Het is onmogelijk dat deze landen hebben gedacht dat wapenleveringen aan landen als Zuid-Sudan en Egypte in lijn zouden zijn met het Internationaal Wapenhandelverdrag.

Onvoldoende transparantie

Lidstaten zijn onder het wapenverdrag verplicht om te rapporteren welke maatregelen ze nemen om het verdrag te implementeren (nationale wetten, administratieve maatregelen). Bovendien moeten ze jaarlijks een overzicht maken van de geautoriseerde of werkelijke wapenexport.

Maar liefst 27 procent van de lidstaten heeft nog niet voldaan aan deze rapportageplicht. Ook hebben landen als Moldavië en Slowakije hun rapporten wel ingeleverd maar niet openbaar gemaakt.

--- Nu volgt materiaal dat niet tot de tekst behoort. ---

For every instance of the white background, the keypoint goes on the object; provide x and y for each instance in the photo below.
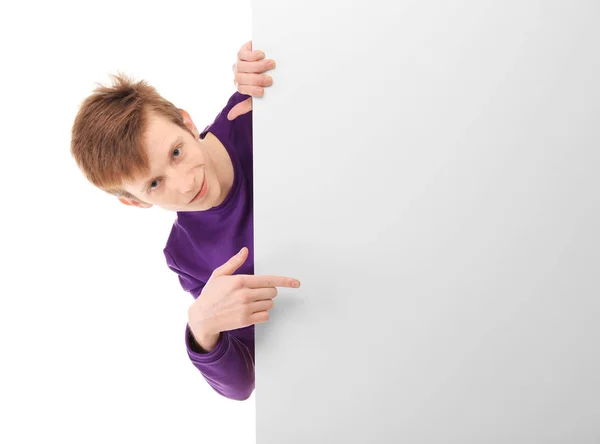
(91, 319)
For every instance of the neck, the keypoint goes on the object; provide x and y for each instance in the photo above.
(221, 163)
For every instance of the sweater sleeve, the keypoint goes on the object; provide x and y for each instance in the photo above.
(229, 367)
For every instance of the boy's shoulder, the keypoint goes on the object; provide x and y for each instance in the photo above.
(221, 123)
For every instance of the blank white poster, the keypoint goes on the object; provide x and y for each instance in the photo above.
(429, 171)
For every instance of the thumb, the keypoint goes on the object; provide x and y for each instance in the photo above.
(239, 109)
(229, 267)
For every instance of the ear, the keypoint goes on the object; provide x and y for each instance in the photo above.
(187, 120)
(134, 203)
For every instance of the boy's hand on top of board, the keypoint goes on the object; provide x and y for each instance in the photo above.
(249, 77)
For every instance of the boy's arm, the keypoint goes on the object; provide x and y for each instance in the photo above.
(229, 366)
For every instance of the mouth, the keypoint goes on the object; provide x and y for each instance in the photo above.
(202, 192)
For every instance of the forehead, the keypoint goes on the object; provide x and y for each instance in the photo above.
(160, 136)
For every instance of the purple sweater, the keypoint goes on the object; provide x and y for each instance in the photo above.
(201, 241)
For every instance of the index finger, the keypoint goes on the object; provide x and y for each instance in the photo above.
(266, 281)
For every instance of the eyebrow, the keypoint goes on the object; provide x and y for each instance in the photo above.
(172, 146)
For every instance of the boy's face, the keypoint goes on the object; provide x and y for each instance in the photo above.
(182, 176)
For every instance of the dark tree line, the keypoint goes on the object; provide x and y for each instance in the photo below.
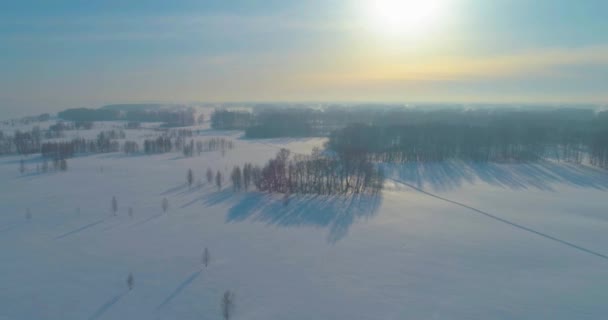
(312, 174)
(181, 117)
(231, 120)
(495, 143)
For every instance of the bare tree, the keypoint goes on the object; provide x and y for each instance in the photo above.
(237, 178)
(209, 175)
(165, 204)
(286, 199)
(218, 180)
(130, 281)
(190, 178)
(63, 165)
(206, 257)
(114, 205)
(228, 305)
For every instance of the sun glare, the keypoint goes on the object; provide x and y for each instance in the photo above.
(398, 17)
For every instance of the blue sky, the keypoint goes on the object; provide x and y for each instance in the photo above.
(59, 54)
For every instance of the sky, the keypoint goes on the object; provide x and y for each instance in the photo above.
(63, 53)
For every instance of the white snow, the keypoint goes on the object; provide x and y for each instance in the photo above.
(534, 249)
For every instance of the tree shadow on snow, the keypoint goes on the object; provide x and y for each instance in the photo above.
(106, 306)
(188, 281)
(336, 213)
(542, 175)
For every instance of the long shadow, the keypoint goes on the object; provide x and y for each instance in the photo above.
(174, 190)
(336, 213)
(541, 175)
(90, 225)
(106, 306)
(510, 223)
(11, 226)
(179, 289)
(146, 220)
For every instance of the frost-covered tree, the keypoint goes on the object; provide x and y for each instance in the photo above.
(190, 178)
(206, 257)
(209, 175)
(237, 180)
(286, 199)
(218, 180)
(45, 165)
(114, 205)
(130, 281)
(228, 305)
(165, 204)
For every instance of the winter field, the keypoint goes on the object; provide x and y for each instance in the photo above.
(442, 241)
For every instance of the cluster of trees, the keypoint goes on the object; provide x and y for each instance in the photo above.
(437, 142)
(130, 147)
(231, 120)
(311, 174)
(164, 144)
(161, 144)
(58, 150)
(58, 164)
(173, 117)
(200, 146)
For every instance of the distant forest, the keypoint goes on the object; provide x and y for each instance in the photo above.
(401, 135)
(133, 113)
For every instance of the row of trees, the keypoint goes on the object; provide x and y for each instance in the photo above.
(438, 142)
(310, 174)
(58, 164)
(171, 117)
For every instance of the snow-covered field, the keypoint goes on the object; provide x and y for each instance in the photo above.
(442, 241)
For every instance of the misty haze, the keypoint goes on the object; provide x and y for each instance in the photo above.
(355, 159)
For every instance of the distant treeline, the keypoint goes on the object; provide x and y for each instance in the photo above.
(313, 174)
(400, 134)
(507, 137)
(298, 122)
(182, 117)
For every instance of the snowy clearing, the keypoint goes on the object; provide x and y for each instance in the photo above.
(442, 241)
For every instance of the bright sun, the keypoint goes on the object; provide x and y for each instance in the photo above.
(397, 17)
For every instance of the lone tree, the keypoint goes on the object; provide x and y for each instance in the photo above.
(63, 165)
(209, 175)
(190, 178)
(237, 178)
(218, 180)
(227, 305)
(130, 281)
(206, 257)
(114, 205)
(165, 204)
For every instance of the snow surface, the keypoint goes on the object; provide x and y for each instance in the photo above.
(443, 241)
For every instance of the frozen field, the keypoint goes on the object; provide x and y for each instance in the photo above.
(468, 241)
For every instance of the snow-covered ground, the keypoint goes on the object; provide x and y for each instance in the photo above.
(442, 241)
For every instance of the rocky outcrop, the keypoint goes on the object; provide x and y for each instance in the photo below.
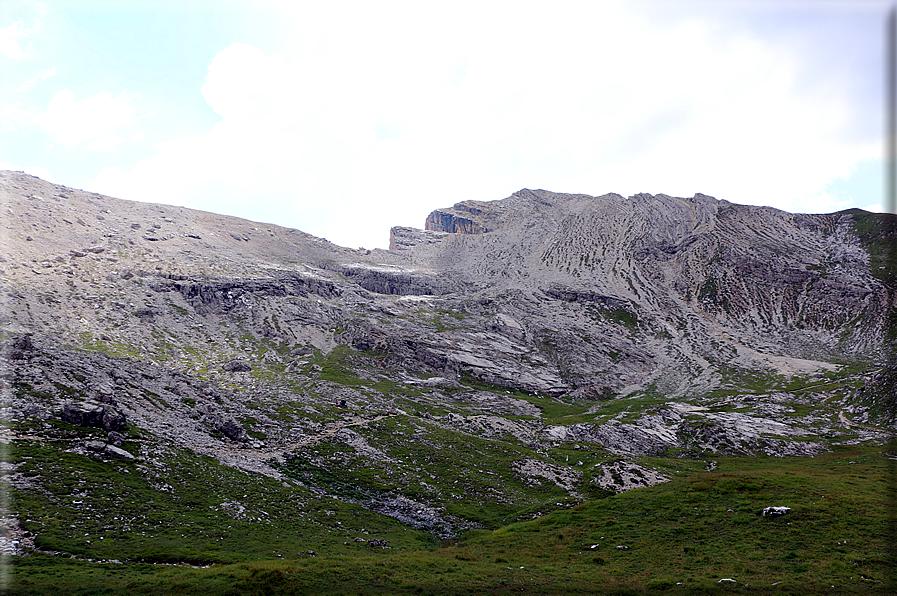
(94, 414)
(453, 223)
(402, 238)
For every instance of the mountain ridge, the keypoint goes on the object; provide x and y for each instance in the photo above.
(637, 334)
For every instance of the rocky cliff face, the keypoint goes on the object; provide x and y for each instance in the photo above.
(626, 327)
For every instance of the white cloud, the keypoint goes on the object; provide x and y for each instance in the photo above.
(37, 78)
(9, 40)
(479, 101)
(88, 122)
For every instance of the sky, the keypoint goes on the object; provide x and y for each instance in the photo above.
(344, 119)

Zolang regeringen nog steeds ervoor kunnen kiezen om de details over wapenimport en -export te verzwijgen, is het onmogelijk voor parlementen, media en maatschappelijke organisaties om na te gaan of afspraken worden nagekomen.

Garanties over de eindgebruikers

Volgens het Wapenhandelverdrag moeten lidstaten per wapenleveringen een uitgebreide risicoanalyse uitvoeren van de wapenleveringen. Als het risico bestaat dat de eindgebruiker de mensenrechten of de rechtsstaat niet zal respecteren, dan mogen er geen exportvergunningen worden afgegeven.

Momenteel voeren landen onvoldoende van dit soort risicoanalyses uit. Zo gaven de Verenigde Staten en het Verenigd Koninkrijk exportvergunningen af ter waarde van miljarden euro’s uit voor wapenleveringen aan Saudi-Arabië. Deze vergunningen werden afgegeven toen de door Saudi-Arabië geleide coalitie buitensporige en willekeurige aanvallen op burgers in Jemen uitvoerde.

Amnesty en het Internationaal Wapenhandelverdrag

Na twintig jaar lobby en acties door Amnesty International en partnerorganisaties werd het Internationaal Wapenhandelverdrag op 2 april 2013 aangenomen. Op 24 december 2014 trad het verdrag in werking. Binnen twee jaar hebben 130 staten het verdrag ondertekend, 87 van die landen ratificeerden het verdrag.

Van 22 tot 26 augustus zal een delegatie van zeven Amnesty-medewerkers op de tweede conferentie van lidstaten in Genève lobbyen voor betere naleving van het verdrag. Ook zal de delegatie informatie verzamelen over de landen die het verdrag nog niet hebben geratificeerd of ondertekend.